MFJ Strict Resume Contract¶
Why This Contract Exists¶
AG2 resume is history-driven. Even if runtime requests a specific resume agent, speaker selection can continue from the previous execution frontier.
To keep MFJ fan-in deterministic in production-style flows, use a strict two-agent resume profile:
- Resume at a dedicated
resume_entry_agent(router). - Router hands off to the final presenter (
resume_agent) using runtime-injected context keys.
This keeps orchestration logic in runtime and routing logic in declarative handoffs.
Baseline Runtime Contract (Current Defaults)¶
For every mid_flight_journeys[].fan_in block:
resume_agentis required (final presenter after fan-in).resume_entry_agentis optional and defaults toresume_agent.inject_asis optional. If omitted, runtime derives a stablemfj_*key from the journey/stage id.aggregation_strategyis optional and defaults tocollect_all.
Baseline minimal fan-in:
Strict Resume Profile (Recommended)¶
When the workflow has staged MFJs, human checkpoints, or multiple resume targets, set resume routing explicitly:
{
"fan_in": {
"resume_agent": "HostAgent",
"resume_entry_agent": "ResumeRouterAgent",
"inject_as": "mfj_roast_outputs"
}
}
Strict-profile guidance:
- Treat
resume_entry_agentas a router-only role. - Keep
inject_asexplicit and stable so downstream prompts can reference it. - Keep advanced knobs (
on_partial_failure, timeout, contracts) out of baseline authoring and track them in internal roadmap notes.
Runtime-Injected Context Keys¶
At fan-in completion, runtime writes merged data and the following keys into parent chat session state:
_mfj_resume_pending(bool)_mfj_resume_target_agent(string)_mfj_resume_entry_agent(string)_mfj_resume_nonce(string)_mfj_resume_consumed_nonce(string, set by workflow/tool after consumption)_mfj_resume_trigger_id(string)_mfj_resume_cycle(int)_mfj_resume_inject_as(string)_mfj_resume_succeeded_count(int)_mfj_resume_failed_count(int)_mfj_resume_timestamp(ISO string)
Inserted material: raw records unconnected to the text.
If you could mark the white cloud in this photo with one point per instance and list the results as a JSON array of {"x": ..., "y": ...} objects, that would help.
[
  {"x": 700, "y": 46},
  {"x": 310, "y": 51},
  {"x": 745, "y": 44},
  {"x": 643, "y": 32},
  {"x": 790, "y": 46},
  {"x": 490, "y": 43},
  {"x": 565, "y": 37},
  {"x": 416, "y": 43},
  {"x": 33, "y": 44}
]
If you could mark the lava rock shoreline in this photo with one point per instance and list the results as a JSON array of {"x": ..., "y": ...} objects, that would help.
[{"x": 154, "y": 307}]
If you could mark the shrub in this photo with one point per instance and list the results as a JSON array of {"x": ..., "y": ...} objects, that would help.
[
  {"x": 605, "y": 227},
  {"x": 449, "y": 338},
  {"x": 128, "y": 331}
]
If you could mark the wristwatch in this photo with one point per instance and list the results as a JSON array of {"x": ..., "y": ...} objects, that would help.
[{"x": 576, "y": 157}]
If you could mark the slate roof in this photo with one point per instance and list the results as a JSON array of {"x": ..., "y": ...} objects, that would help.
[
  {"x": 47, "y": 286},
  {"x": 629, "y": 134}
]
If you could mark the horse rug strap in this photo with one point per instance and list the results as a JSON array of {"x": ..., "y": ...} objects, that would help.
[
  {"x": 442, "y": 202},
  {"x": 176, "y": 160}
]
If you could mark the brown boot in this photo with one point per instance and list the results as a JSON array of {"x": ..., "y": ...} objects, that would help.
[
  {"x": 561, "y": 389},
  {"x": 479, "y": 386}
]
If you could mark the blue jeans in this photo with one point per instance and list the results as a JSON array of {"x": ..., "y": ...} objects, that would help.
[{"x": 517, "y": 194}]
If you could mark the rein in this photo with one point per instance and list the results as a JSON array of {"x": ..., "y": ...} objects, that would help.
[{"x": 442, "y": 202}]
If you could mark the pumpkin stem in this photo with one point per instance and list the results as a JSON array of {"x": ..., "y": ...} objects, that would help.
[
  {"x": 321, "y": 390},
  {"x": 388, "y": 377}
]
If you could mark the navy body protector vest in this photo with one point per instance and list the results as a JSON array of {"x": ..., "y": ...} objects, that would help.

Runtime resumes parent at resume_entry_agent.
Handoff Template (Required Pattern)¶
Use expression-based pre-reply conditions from router to each possible target.
handoff_rules:
- source_agent: ResumeRouterAgent
target_agent: HostAgent
handoff_type: condition
condition_type: expression
condition_scope: pre
condition: ${_mfj_resume_pending} == true and ${_mfj_resume_target_agent} == "HostAgent" and ${_mfj_resume_nonce} != ${_mfj_resume_consumed_nonce}
- source_agent: ResumeRouterAgent
target_agent: user
handoff_type: after_work
If you support multiple presenters, add one conditional rule per target agent with the same predicate shape and a different target string.
Consumption Tool Template¶
After the presenter consumes the MFJ payload (inject_as key), mark the nonce consumed.
from mozaiksai.core.workflow.pack.resume_contract import mark_resume_consumed
async def consume_mfj_resume(context_variables=None):
ctx = context_variables or {}
updates = mark_resume_consumed(ctx)
return {"status": "ok", "updates": updates}
Bind this as an agent tool and call it before the presenter hands off to user or continues.
Strict-Profile Checklist¶
- Every strict-profile MFJ has an explicit
resume_entry_agent. - Every strict-profile MFJ has an explicit
inject_asstarting withmfj_. - Workflow has a router agent with expression handoffs using
_mfj_*keys. - Presenter calls
mark_resume_consumed(or equivalent) exactly once per nonce. - Router includes fallback
after_work -> userto avoid dead-end loops.